Tüm bu açıklamalar çerçevesinde; uzun yıllar programa alınmayan imar planının fiilen hayata geçirilmemesi nedeniyle kamulaştırma ya da takas cihetine gitmeyen davalı İdarenin, malikin taşınmaz üzerindeki tasarruf hakkını belirsiz bir süre için kullanılamaz hale getirdiği, dolayısıyla malikin taşınmazdan mülkiyet hakkının özüne uygun şekilde yararlanma olanağı kalmadığı, taşınmaz malikinin mülkiyet hakkının hukuksal bir nedene dayanılmadan İdarece engellendiği kuşkusuzdur.Yukarıda açıklandığı üzere, malikin taşınmaz üzerindeki egemenliği hukuk düzeninin sınırları içinde üçüncü kişilere karşı korunmuş ve 4721 sayılı Türk Medeni Kanunu'nun 683. maddesinde malike, hukuka aykırı olarak müdahalenin önlenmesini isteme hakkı tanınmıştır.
Bir kişinin taşınmazına eylemli olarak el atıp tamamen veya kısmen kullanılmasına engel olunması ile imar uygulaması sonucu o kişinin mülkiyetinde olan taşınmaza hukuken kullanmaya engel sınırlamalar getirilmesi arasında sonucu itibari ile bir fark bulunmamakta her ikisi de kişinin mülkiyet hakkının sınırlandırılması anlamında aynı sonucu doğurmaktadır.Ancak, bundan da öte; uzun yıllar programa alınmayan imar planının fiilen hayata geçirilmemesi nedeniyle kamulaştırma ya da takas cihetine gitmeyen davalı İdarece, pasif ve suskun kalınmak ve işlem tesis edilmemek suretiyle taşınmaza müdahale edildiği; bu haliyle İdarenin eyleminin, mülkiyet hakkının özüne dokunan ve onu ortadan kaldıran bir niteliğe sahip bulunan kamulaştırmasız el koyma olgusunun varlığı için yeterli bulunduğu, her türlü izahtan varestedir.

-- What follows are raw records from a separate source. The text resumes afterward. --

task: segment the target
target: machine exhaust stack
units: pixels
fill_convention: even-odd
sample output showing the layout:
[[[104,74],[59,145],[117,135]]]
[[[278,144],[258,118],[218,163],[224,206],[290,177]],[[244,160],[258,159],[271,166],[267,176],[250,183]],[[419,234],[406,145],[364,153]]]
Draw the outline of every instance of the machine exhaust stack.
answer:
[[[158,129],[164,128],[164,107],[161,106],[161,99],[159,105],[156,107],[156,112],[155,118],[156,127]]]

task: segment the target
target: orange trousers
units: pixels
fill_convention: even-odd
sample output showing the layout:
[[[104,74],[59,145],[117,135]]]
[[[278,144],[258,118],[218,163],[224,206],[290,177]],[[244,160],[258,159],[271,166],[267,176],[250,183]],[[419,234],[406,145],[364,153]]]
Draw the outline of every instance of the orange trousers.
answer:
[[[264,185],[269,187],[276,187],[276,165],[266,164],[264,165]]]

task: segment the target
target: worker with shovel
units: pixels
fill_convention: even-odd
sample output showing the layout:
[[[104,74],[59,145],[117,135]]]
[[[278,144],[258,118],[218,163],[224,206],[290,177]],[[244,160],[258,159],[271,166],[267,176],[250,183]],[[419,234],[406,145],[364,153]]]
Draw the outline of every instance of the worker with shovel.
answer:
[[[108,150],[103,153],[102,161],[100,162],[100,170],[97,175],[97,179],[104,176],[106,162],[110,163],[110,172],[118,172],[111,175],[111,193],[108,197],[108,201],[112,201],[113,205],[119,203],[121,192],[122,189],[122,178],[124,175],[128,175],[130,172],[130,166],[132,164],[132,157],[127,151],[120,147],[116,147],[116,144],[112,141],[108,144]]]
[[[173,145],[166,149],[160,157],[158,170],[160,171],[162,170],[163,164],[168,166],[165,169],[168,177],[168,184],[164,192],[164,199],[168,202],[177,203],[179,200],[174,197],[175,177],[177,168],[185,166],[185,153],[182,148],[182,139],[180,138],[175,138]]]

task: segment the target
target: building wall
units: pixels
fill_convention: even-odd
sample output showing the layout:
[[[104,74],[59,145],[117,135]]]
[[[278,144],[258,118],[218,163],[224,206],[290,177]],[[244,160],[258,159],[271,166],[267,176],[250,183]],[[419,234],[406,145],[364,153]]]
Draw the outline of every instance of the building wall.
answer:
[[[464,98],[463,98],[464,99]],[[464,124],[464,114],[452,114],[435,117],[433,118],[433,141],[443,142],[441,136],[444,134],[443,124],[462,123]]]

Bu itibarla, kamulaştırmasız el koyma olgusunun varlığının doğal sonucu, İdarenin hukuka aykırı eylemiyle mülkiyet hakkı engellenen taşınmaz mal sahibi davacının, dava yoluyla kamulaştırmasız el koyma hükümleri doğrultusunda mülkiyetin bedele çevrilmesini, eş söyleyişle idareden değer karşılığının verilmesini isteyebileceği açıktır.”
İşte yukarıda çok uzun olan kararın sonuç kısmını aldığımız üzere imar uygulamaları sonucunda mağduriyete uğrayanlar için Hukuk Genel Kurulu kararı ile yeni bir süreç başlatılmış ve mağduriyete uğrayanlara “Kamulaştırmasız El Atma suretiyle tazminat” davası açma hakkı tanınmıştır.Bu konuda detaylı bilgi almak isteyenlerin info@agkhukuk.com dan bizlere ulaşmaları mümkündür.

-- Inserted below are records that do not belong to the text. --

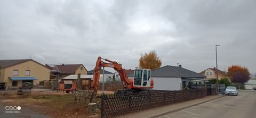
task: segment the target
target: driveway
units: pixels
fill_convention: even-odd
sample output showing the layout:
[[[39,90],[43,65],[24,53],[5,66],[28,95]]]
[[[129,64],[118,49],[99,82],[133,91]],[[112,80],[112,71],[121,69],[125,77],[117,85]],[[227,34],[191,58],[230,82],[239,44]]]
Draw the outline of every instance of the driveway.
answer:
[[[256,92],[239,91],[238,96],[226,96],[159,118],[256,117]]]

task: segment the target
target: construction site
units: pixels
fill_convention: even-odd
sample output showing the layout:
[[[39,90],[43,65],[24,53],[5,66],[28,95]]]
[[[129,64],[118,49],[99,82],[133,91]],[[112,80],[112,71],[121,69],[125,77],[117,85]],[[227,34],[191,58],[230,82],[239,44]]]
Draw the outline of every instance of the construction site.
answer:
[[[108,91],[106,87],[114,85],[106,83],[104,87],[104,82],[100,84],[105,68],[118,72],[122,89]],[[1,104],[22,106],[21,113],[15,114],[19,116],[32,112],[43,117],[113,117],[217,95],[216,87],[206,85],[180,90],[152,89],[154,82],[150,69],[136,69],[133,74],[129,78],[120,63],[99,57],[92,75],[78,74],[63,78],[59,82],[55,81],[51,89],[33,89],[29,82],[23,83],[18,91],[1,91]],[[91,86],[88,90],[82,89],[81,78],[91,78]]]

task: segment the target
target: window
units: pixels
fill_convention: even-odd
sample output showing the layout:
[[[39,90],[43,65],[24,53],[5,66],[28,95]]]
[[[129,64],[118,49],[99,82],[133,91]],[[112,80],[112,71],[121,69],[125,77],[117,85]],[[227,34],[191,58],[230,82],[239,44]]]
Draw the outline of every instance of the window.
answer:
[[[19,75],[19,70],[13,70],[13,71],[12,72],[12,75],[13,75],[13,76]]]
[[[144,70],[143,72],[143,81],[147,81],[147,75],[148,74],[148,71],[147,70]]]
[[[90,85],[90,80],[83,80],[82,81],[82,85]]]
[[[13,87],[18,86],[18,81],[12,81],[12,86]]]
[[[141,86],[142,82],[142,71],[136,70],[134,71],[134,81],[133,84],[135,86]]]
[[[44,86],[44,81],[39,81],[39,86]]]
[[[149,80],[149,79],[151,77],[151,73],[150,73],[150,71],[148,71],[148,81]]]
[[[30,70],[26,70],[25,75],[26,75],[26,76],[30,75]]]

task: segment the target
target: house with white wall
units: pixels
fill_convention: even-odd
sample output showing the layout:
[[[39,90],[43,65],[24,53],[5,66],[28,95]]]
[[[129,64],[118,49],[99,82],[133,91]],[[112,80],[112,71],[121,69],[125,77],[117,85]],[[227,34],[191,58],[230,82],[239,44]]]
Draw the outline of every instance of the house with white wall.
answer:
[[[155,90],[179,90],[186,86],[193,88],[193,85],[203,87],[207,81],[206,77],[198,73],[179,66],[166,65],[151,70],[151,78],[154,79],[154,88]],[[129,78],[133,73],[128,75]]]

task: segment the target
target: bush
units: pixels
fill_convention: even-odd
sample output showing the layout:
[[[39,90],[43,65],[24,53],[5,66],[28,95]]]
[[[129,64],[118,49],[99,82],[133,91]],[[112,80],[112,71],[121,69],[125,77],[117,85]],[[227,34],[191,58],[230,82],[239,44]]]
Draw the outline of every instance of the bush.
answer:
[[[230,86],[231,85],[231,82],[229,79],[228,78],[222,78],[219,81],[219,84],[225,84],[226,87]]]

Herkesin ve tüm idarenin yargı denetimine tabi olduğu hukuk devletlerinde kişilerin mülkiyet haklarının ihlal edilmemesi esastır. Yargıtay’ın Hukuk Genel Kurulunda bu kararı tesis ederek kangren haline gelen bu sorunu çözen Yüksek Hakimlere teşekkürü bir borç bilmekteyiz. Tüm vatandaşlarımıza da bu konuda mağduriyetleri var ise derhal idareye giderek kamulaştırma bedellerini talep etmelerini olumsuz cevap alırlarsa da kamulaştırmasız el atma nedeniyle tazminat davası açmalarını önermekteyiz.